As I lay awake waiting for sleep to come, I found myself wondering at my recent experience. Why had the words come so easily this time around? And then it came to me. The words had already been on my heart, and I had even expressed some of my thoughts to Andrew before. Instead of trying to explain why I loved Andrew (which is surprisingly different to do when there are just so many things that need to be said), I was writing about how he made me feel. Instead of focusing on what I thought about him, I focused on how he made me feel. And I have always been good at writing about how Andrew makes me feel.
Instead of explaining why I love Andrew, I wrote about how he makes me feel loved. I affirmed the love that he has shown me. How he makes me feel wanted, loved. How he makes me laugh and lets me be myself. How he loves me despite my ups and downs. There are countless reasons why I love him, but none of them come from me (besides the obvious fact that I choose to love him). They come from him. I love him for who he is and how he loves me. He shows me his love in so many different ways, and the best way that I know how to show him how much I love him is by receiving that love that he gives me and affirming it.
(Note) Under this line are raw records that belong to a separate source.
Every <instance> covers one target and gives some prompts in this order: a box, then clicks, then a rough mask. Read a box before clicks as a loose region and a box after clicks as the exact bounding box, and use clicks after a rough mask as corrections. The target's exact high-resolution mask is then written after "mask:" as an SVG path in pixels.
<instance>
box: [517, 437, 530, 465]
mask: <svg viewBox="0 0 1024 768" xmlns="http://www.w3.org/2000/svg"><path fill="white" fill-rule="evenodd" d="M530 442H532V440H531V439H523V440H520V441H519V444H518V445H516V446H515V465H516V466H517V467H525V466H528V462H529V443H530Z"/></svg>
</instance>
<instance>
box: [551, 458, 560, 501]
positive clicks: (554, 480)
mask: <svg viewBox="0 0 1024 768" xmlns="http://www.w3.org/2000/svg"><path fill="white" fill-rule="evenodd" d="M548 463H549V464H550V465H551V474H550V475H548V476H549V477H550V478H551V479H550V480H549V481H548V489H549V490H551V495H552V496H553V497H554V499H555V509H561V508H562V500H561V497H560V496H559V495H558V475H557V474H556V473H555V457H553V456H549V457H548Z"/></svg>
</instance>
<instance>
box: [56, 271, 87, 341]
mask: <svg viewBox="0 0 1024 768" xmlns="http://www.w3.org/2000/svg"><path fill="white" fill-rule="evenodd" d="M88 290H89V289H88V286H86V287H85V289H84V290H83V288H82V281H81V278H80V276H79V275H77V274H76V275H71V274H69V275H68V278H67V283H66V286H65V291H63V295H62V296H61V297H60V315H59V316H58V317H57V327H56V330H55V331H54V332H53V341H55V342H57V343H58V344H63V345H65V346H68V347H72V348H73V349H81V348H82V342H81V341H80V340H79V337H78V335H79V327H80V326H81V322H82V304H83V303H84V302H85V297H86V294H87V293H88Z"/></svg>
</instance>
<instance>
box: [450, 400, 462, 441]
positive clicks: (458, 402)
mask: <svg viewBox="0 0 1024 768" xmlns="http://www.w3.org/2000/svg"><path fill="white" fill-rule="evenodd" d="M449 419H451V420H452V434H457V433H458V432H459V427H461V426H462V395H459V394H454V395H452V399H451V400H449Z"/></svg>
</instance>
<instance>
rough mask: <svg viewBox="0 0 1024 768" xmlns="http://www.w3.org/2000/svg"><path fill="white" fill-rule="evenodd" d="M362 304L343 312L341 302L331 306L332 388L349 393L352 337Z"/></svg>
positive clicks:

But what does that have to do with the nature of love songs? As I reflected on the music, I realized that there’s a reason that most love songs are written by men. Men sings songs about how they love their girlfriends, fiances, and wives. They sing about their beginnings, their journey, and the life that they will share together. They sing about their beloved, praising her beauty and her goodness. They sing about their faithfulness, their dedication to the family that their love has created. They sing about the love that they have given their beloved. That’s why men write such good love songs.
And women? What are we supposed to do? Women receive that love, and they return that love by affirming and giving thanks for what they have been given. They show their husbands, fiances, and boyfriends that they are grateful for the love that they have been given, and they offer their love in return. But it’s harder to put that into words. It’s harder to write songs about that kind of love. And I think that’s why when women do write love songs, they write about the actions of their Prince Charming, how they were pursued and wooed and fell in love. I think that’s why women write stories in their songs, if they write songs at all. Because more often than not, they don’t write anything at all.
So in a word, why are there more love songs by men? Because they want to show their love by serenading their beloved, by writing songs about their love. Maybe women just don’t feel as strong a desire to write love songs when all they really want to do is listen to them. When all they really want is to be serenaded by their lover, to fall into his arms and know how loved she is. But maybe she should write about that, and give the radical feminist agenda a run for its money. I would certainly enjoy listening to women singing about their love story than their dislike of men.
Mary Help of Christians, pray for us!